From Home, Sick to Homesick
There comes an age when you realize the difference between homesick and home, sick.
Homesickness happens after moving out of state. You miss the backyard you grew up in, your family and friends, whatever it may be that just isn’t the same in your new digs. Home, sick happens when you’re too hungover to function or you’re legitimately ill, sometimes even ill due to the hangover. Most importantly, home, sick, as an adult, is when you realize how great it was when your parents were there to take care of you. Home, sick leads to homesick.
Maybe it was because I have no siblings, but my parents upped the love when I had what my father referred to as “the punies,” always pronounced with an exaggerated pout and a pat on the head, whether I was six or sixteen. He’d then quickly step away and make an x with his index fingers. “Love you, but I don’t want it,” he said, shaking his head sadly.
Though usually Mom was the one to stay home with me when I was sick, kissing my forehead to check my temperature and forcing Gatorade down my throat at twenty-minute intervals as necessary, I was always antsy waiting for Dad to get home from work. Parents are usually pretty great sympathizers, at least when you’re little.
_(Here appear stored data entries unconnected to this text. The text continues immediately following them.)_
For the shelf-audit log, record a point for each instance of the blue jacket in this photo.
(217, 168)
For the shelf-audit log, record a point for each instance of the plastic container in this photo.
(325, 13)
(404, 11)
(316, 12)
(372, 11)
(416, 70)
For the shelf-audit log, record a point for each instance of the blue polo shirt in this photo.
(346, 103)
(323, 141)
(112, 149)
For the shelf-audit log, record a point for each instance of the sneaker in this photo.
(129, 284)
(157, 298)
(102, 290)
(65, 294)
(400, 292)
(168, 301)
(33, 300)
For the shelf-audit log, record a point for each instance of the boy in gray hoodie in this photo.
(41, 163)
It was one thing I could look forward to without having to leave my couch and blanket and the stack of movies Mom always rented for me. I think she got Short Circuit about six times. I was sick at almost every holiday, so if she had to stay with her “sickie,” as my nickname came to be when under the weather, she may as well entertain us both.
The day after Christmas when I was three years old, I had the flu. Dad went out to a flower shop of all things and bought me a teddy bear wearing a headband and a navy blue t-shirt that announced he was “Born In The U.S.A.” He named him “Bruce” for me, and at the time I had no idea that he was referring to The Boss.
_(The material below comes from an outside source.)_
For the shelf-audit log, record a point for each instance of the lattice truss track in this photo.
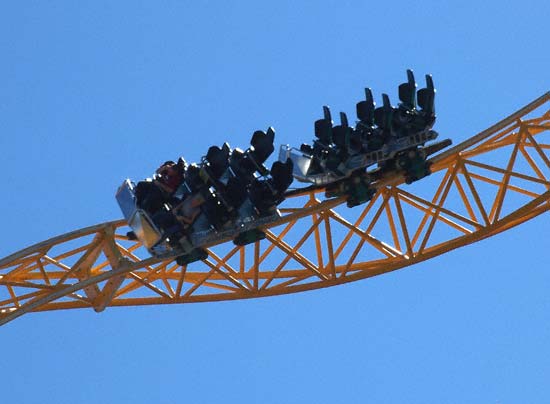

My mom wanted to kill him, as Bruce clearly won my affection over the Christmas gifts I had received twenty-four hours prior. The miniature Snuffalupagus may have been awesome, but Bruce prevailed. He made the trip to New York with me nineteen years later.
While Dad added to the “fun” element of illness, Mom covered practical. It’s not that he was useless…moms are just a little more diligent with their own remedies.
I still call my mother if I’m sick. I still wish she could just show up at my apartment and sort of mush my cheeks with her hands and see if I have “a temperature,” or rather, an alarmingly high temperature. And as I’m self-medicating and whining over the phone instead of from her couch, I can’t help but long for the days when they could cross the hall to check in instead of listing seventeen cold meds I should get from Duane Reade.
Sick away from home? What do you do to help get by?